Valeria is a lecturer in Digital Humanities, specialising in the representation and reception of historical places. Prior to joining the DHI in Sheffield, she was based at The Alan Turing Institute, working on the UK-US collaboration Machines Reading Maps (2021-2022). From 2020 to 2021 she worked as Research Curator at the British Library, for the AHRC-funded Locating a National Collection project, and from 2017 to 2020 she was based at the Institute of Classical Studies in London (School of Advanced Study) where she taught Digital Approaches to Cultural Heritage. While at the ICS, Valeria was Director of Education and co-Investigator for the Mellon-funded project Pelagios 7.

In 2020 Valeria was awarded the Kathleen Kenyon fellowship by the Society for Libyan Studies to pursue her work on the Heritage Gazetteer of Libya, in collaboration with King’s Digital Lab. As part of the fellowship, she taught the Mapping Roman Libya module at UCL archaeology, experimenting with digital mapping applications as teaching and research tools.

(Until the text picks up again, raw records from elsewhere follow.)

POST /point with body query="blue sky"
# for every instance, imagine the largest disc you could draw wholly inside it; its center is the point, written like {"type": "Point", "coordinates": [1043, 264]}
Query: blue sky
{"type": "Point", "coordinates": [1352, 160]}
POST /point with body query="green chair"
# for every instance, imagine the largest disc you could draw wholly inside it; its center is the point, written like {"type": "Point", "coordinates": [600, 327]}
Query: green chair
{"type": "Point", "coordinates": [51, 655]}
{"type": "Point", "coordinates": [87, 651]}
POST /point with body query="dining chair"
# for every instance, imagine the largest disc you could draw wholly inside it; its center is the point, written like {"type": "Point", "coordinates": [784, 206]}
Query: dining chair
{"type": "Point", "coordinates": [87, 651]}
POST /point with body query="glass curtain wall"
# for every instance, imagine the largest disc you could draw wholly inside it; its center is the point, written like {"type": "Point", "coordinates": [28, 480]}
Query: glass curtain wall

Valeria is member of the British School at Rome’s Faculty of Archaeology, History and Letters, and one of the Coordinators of the Pelagios Network (2019-2022 Chair). She is an active member of the Digital Humanities community and is one of the organisers of the Linked Pasts Symposia, the Digital Classicist London Seminars, and the Sunoikisis Digital Classics Initiative.Research interests 

Valeria is particularly interested in the use of Linked Open Data and to enhance transparency and diversity in academia, and likes to explore the potential of semantic annotation as a tool for collaborative research and public engagement. During her PhD in Digital Humanities (King’s College London), she has investigated the use of Linked Open Data to document variant 3D visualisations of archaeological buildings in Pompeii, Italy. Currently, she is testing the technologies and methodologies developed within the Machines Reading Maps project on a large, varied, and multilingual corpus of digitised maps: the David Rumsey Map Collection.

More generally, Valeria’s research is focusing on the challenges of creating and maintaining historical gazetteers, the use of formalised languages to express complex knowledge around place, and the representation of historical heritage on maps.